It appears that Scott Kitterman  <[email protected]> said:
>> I don't remember, perhaps someone else can remind us.  In the situation
>> Mike's been warning about, the topmost record fails dangerously.
>
>As I understand it, yes, but I don't 100% agree that it's a protocol problem.  
>Typically if a company you have hired to do a job does so poorly, then you 
>hire someone else.  I don't think it's possible to write protocol to avoid 
>problems like this entirely.

In general I agree, but in the world of standards we have a very long tail of
software that is updated very slowly.  So I think our goal has to be that the
results we get from the tree walk should be close to and no worse than what
came before.  That has to apply to poorly configured systems, too, much though
we'd prefer otherwise.  (I would really like to require that every domain that
receives mail has an MX, now that we've had a 40 year transition period, but
it's not happening.)

>Walking up the tree one would look for DMARC records in:
>_dmarc.sales.cust.us.com
>_dmarc.cust.us.com 
>
>and then potentially:
>
>_dmarc.us.com
>_dmarc.com
>
>If us.com had published a DMARC record with psd=y, then we would know for sure 
>that cust.us.com is the org domain.  I think when walking up you want the 
>first 
>record for policy domain and the last non-PSD record for org domain.  

Now I'm confused.  The policy and org domain used to be the same, but now they
seem to be different.  That's not necessarily wrong, but if we're going to
separate them, then we need to be crystal clear what the function of each is.

>In your example both the first DMARC record and the org domain are the same, 
>but imagine that later cust.us.com decided that for their sales subdomain they 
>needed a different handling policy, so a new DMARC record appears at 
>_dmarc.sales.cust.us.com.  If we take the first DMARC record as the org 
>domain, 
>then it changes from cust.us.com to sales.cust.us.com.  If they had been using 
>dkim.cust.us.com it would suddenly fail to align.  I think this would be a 
>very surprising property of the system and not really what we are after.
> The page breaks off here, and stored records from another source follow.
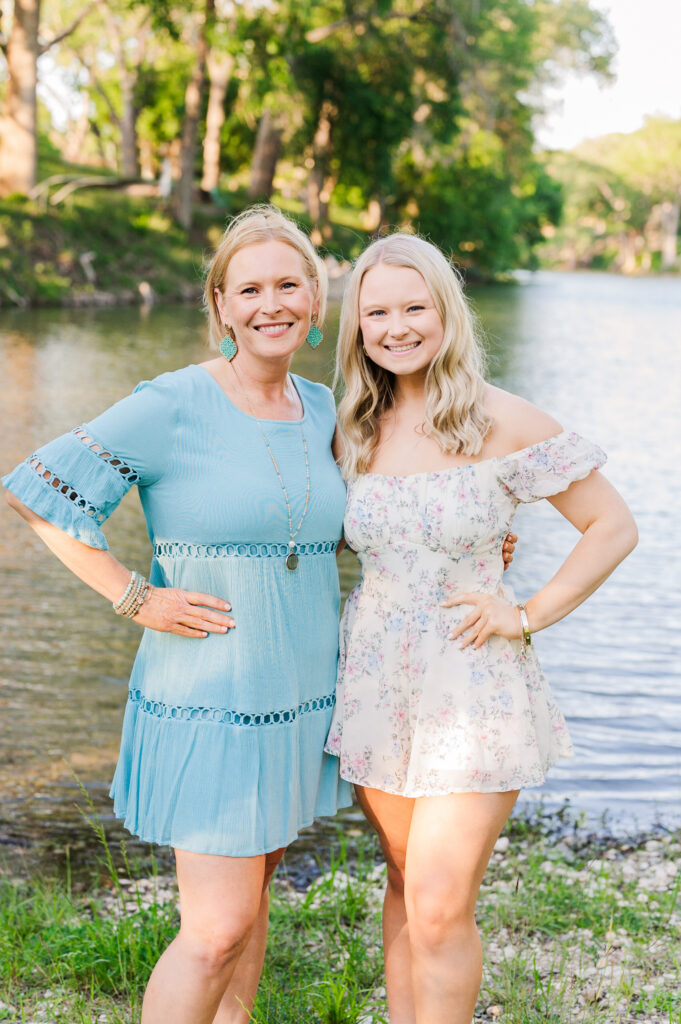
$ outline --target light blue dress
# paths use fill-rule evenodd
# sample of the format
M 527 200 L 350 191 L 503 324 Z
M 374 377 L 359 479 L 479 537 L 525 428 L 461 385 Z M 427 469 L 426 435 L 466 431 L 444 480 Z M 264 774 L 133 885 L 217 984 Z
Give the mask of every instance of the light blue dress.
M 324 753 L 334 706 L 345 487 L 331 453 L 328 388 L 293 377 L 304 415 L 257 421 L 201 367 L 139 384 L 101 416 L 41 447 L 3 480 L 37 515 L 93 548 L 137 484 L 154 546 L 151 581 L 230 602 L 237 628 L 206 639 L 144 630 L 112 785 L 142 840 L 254 856 L 287 846 L 350 803 Z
Conversely, as it stands now, us.com does not have a PSD flag so if we take
your approach, foo.us.com and bar.us.com are aligned and there is nothing
either can do about it other than ask Centralnic to change their DMARC record.

Either way some people will be surprised.  We need to consider both how many
will be surprised, and the consequences of the surprise.  Which is worse, having
some currently aligned mail fail, or allowing a new class of phishes?  Neither
is great but the latter seems worse.

>I do think that an exact match should always be used.  For example, let's 
>imagine the operators of us.com decide to use it in email for their own email 
>and publish a DMARC record, but they use psd=y so as to not disturb the 
>alignment of their customer's mail.

Yes, that seems right, although there is a surprisingly long set of 2LDs
that are PSDs and also have regular DMARC records now.